Please, surround the code between backticks like so:

```
{
  key1: “hello”,
  key2:“world”
}
```

Ideally you’d also paste the code in the browser terminal and prettify it :wink:

And please include the expected output, also formatted.

Expected Output:

{
"XL"
"M"
}

Prettified Data -

{
    “created_at” : "Date",
    “size_chart” : [
        {
        “Inventory” : NumberInt ( -1),
        “Name” : “L” ,
        “Waist” : NumberInt ( 32 ),
        “Hips”: NumberInt (42 )
        },
        {
        “Inventory” : NumberInt ( 1),
        “Name” : “XL” ,
        “Waist” : NumberInt ( 32 ),
        “Hips”: NumberInt (42 )
        },
        {
        “Inventory” : NumberInt ( 3),
        “Name” : “M” ,
        “Waist” : NumberInt ( 32),
        “Hips”: NumberInt (42 )
        },
    ],
    “status” : “active” ,
    “original_price”: 300.0
}
1 Like

@Zoro-OP hi

Thanks a lot for that formatting and description. If I undestand correctly X,XL, etc will be repeated (not in the code sample that you include). I will assume that.

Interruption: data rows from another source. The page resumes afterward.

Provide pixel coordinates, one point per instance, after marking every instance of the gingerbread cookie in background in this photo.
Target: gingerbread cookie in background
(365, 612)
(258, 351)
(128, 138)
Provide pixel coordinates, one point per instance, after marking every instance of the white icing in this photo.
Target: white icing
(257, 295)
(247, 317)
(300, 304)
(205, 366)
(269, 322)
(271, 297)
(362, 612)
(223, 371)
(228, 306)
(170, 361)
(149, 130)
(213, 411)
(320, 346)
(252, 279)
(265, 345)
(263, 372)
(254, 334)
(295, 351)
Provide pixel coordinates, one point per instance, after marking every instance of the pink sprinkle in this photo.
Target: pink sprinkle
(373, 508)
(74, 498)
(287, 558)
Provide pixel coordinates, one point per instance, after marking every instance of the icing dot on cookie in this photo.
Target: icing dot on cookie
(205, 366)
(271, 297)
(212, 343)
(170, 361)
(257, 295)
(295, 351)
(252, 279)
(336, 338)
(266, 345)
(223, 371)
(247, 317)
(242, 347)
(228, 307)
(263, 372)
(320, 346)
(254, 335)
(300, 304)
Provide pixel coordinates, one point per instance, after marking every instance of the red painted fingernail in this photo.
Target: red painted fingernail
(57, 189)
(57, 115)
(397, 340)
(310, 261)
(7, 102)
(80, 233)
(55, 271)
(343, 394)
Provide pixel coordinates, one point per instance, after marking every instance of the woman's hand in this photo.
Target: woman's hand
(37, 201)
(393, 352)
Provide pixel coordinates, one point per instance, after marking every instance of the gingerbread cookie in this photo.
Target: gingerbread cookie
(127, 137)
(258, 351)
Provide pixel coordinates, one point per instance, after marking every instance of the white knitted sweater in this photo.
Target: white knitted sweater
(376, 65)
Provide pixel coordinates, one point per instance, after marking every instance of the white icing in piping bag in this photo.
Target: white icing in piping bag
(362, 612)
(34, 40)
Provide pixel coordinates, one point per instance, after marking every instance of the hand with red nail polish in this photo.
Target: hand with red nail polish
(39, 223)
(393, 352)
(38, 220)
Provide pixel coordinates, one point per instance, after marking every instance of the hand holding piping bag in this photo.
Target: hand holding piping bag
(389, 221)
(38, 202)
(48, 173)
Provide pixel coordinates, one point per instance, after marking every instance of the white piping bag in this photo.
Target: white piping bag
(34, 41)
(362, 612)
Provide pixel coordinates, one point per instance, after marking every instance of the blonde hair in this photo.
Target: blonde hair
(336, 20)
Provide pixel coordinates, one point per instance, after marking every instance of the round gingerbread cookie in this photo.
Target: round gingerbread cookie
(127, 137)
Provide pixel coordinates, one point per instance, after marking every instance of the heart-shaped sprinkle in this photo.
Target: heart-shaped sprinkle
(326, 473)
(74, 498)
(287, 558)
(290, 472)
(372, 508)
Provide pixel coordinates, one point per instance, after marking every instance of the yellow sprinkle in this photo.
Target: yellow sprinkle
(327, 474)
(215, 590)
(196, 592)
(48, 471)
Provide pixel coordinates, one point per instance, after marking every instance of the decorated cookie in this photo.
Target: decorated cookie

  1. We can filter a documents collection using a condition to an array.

To get the documents in a collection where an array, including array of objects, hold a key equal to a value, you can use:

db.collection.aggregate({
  "$match": {
    "size_chart.Inventory": {
      "$gt": 0
    }
  }
})

And the array query automatically traverses the array, and looks inside each document, and applies an expression to a field. That’s MongoDB magic…

  1. To turn on and off fields in docs there are $project and $addFields. We want to project only name afaik, you may want the _id too. So we’d add to the pipeline:

{$project:{size_chart.Name:1, _id:1}}

But we need a condition in name, such that there are no repeated values.

We can use $addToSet.

$addToSet returns an array of all unique values that results from applying an expression to each document in a group.

The problem is this operator only work in a $group or related stages, so we will group instead of $project. And afaik $addToSet can’t look inside a document, so we need to unwind the array. This is what I tried, then:

db.collection.aggregate([
  {
    "$match": {
      "size_chart.Inventory": {
        "$gt": 0
      }
    }
  },
  {
    "$project": {
      "Names": "$size_chart.Name"
    }
  },
  {
    $unwind: "$Names"
  },
  {
    "$group": {
      "_id": "$_id",
      "NamesSet": {
        "$addToSet": "$Names"
      }
    }
  }
])

Play with it here, to find any bug and probably will need performance improvements. If the array key that we $match is indexed (i.e size_chart.Inventory), this will be quite fast.


I first wrote this reply, but noticed it was wrong, you may want to read it anyways.
If I understand correctly, we need to first filter documents on a condition, this could be just a $match.

When an operation needs a comparison between documents you normally need some bold approach.

I am not an expert, but I would would $match, $group, $unwind.

1 Like

Excelente aporte. Very good information.